Concept

# Regular 4-polytope

Summary
In mathematics, a regular 4-polytope is a regular four-dimensional polytope. They are the four-dimensional analogues of the regular polyhedra in three dimensions and the regular polygons in two dimensions. There are six convex and ten star regular 4-polytopes, giving a total of sixteen. The convex regular 4-polytopes were first described by the Swiss mathematician Ludwig Schläfli in the mid-19th century.

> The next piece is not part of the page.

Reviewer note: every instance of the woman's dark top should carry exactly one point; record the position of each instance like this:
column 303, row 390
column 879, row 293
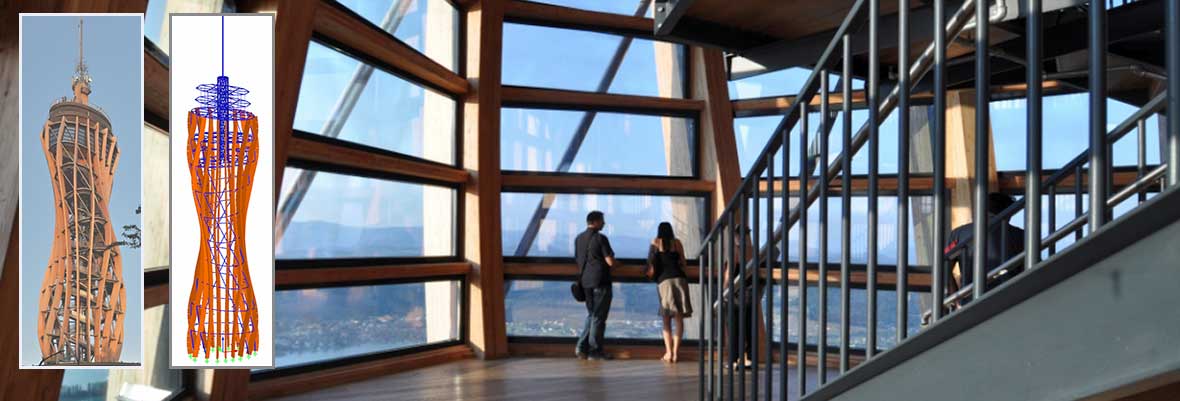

He discovered that there are precisely six such figures. Schläfli also found four of the regular star 4-polytopes: the grand 120-cell, great stellated 120-cell, grand 600-cell, and great grand stellated 120-cell. He skipped the remaining six because he would not allow forms that failed the Euler characteristic on cells or vertex figures (for zero-hole tori: F − E + V = 2). That excludes cells and vertex figures such as the great dodecahedron {5,5/2} and small stellated dodecahedron {5/2,5}. Edmund Hess (1843–1903) published the complete list in his 1883 German book Einleitung in die Lehre von der Kugelteilung mit besonderer Berücksichtigung ihrer Anwendung auf die Theorie der Gleichflächigen und der gleicheckigen Polyeder. The existence of a regular 4-polytope is constrained by the existence of the regular polyhedra which form its cells and a dihedral angle constraint to ensure that the cells meet to form a closed 3-surface. The six convex and ten star polytopes described are the only solutions to these constraints. There are four nonconvex Schläfli symbols {p,q,r} that have valid cells {p,q} and vertex figures {q,r}, and pass the dihedral test, but fail to produce finite figures: {3,5/2,3}, {4,3,5/2}, {5/2,3,4}, {5/2,3,5/2}. The regular convex 4-polytopes are the four-dimensional analogues of the Platonic solids in three dimensions and the convex regular polygons in two dimensions. Five of the six are clearly analogues of the five corresponding Platonic solids. The sixth, the 24-cell, has no regular analogue in three dimensions.